Looking ahead to the Feast of All Souls, we’re excited to welcome Lincoln Rice back to New York for the annual Dorothy Day Lecture, also up at Manhattan College. Lincoln’s critical edition of Maurin’s Easy Essays is a gift to scholars, activists, and anyone who wants to learn more about the intellectual heritage of the Catholic Worker movement. As we move towards the close of the harvest season, we look forward to learning more about what Peter can teach us about the land and community, what we owe to each other, and what we receive from the places where we make our homes.

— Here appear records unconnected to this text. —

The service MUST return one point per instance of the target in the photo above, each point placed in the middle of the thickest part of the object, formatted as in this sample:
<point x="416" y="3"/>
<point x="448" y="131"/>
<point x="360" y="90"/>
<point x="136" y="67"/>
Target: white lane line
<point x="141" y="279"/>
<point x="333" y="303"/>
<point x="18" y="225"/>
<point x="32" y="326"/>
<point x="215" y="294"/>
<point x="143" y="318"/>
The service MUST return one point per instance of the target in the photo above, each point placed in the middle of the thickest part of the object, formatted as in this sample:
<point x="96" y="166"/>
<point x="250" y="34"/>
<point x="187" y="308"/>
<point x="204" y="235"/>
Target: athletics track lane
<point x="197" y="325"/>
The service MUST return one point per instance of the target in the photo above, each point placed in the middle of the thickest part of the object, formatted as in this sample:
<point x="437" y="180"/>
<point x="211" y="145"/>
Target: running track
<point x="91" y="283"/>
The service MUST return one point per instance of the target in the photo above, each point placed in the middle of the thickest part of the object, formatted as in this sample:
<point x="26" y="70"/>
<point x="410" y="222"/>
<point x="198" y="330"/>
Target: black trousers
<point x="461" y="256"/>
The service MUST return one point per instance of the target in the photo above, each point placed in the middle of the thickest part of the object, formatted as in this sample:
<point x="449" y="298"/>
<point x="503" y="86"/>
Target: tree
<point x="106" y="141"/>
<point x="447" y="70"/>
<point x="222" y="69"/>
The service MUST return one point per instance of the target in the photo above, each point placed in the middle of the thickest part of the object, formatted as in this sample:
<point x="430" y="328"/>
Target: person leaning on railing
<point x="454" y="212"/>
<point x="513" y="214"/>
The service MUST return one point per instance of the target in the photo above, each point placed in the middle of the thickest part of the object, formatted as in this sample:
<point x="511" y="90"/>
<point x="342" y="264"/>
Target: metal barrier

Lincoln’s talk takes place on
Thursday, November 2nd at 6:30 pm in the O’Malley Library at Manhattan College. We hope to see you there!
A few words from Dorothy
The Feast of All Saints is quickly approaching, and in that little Triduum of Halloween, All Saints, and All Souls, the liturgical calendar reminds us how intimately we are all bound together, the living as well as the dead. It can be difficult to remember our connections to one another, particularly as war rages piecemeal in so many places around the world. Dorothy spent her life reflecting on and living out that connection, both before and after her conversion. As a Catholic, she spoke of that unity in terms of the Mystical Body of Christ and of the communion of saints. We would like to leave you with her words from January of 1944, a time much like the present:
Charles Peguy wrote: “I am afraid to go to Heaven alone. God will say to me, ‘Where are the others?’”
In one sense we live and die alone in an awful solitude. But, joyful thought, we are all members one of another, members of the same body and our Head is Jesus Christ…
Here, too, is the idea of the communion of saints. “When the health of one member suffers, the health of the whole body is lowered.” And contrariwise, if one is uplifted, he lifts others with him. We share in the honor and glory and beauty and love of others. We can draw upon their merits. We are inspired by their example. We are followers of Christ, our Head.
We are looking forward to sharing further updates from the Guild with you next month, including a new website, so stay tuned for an upcoming email from us. In these last days of October, leading up to the month of All Souls, please join us in praying for the repose of the many recent victims of war and violent conflict and as always, for peace.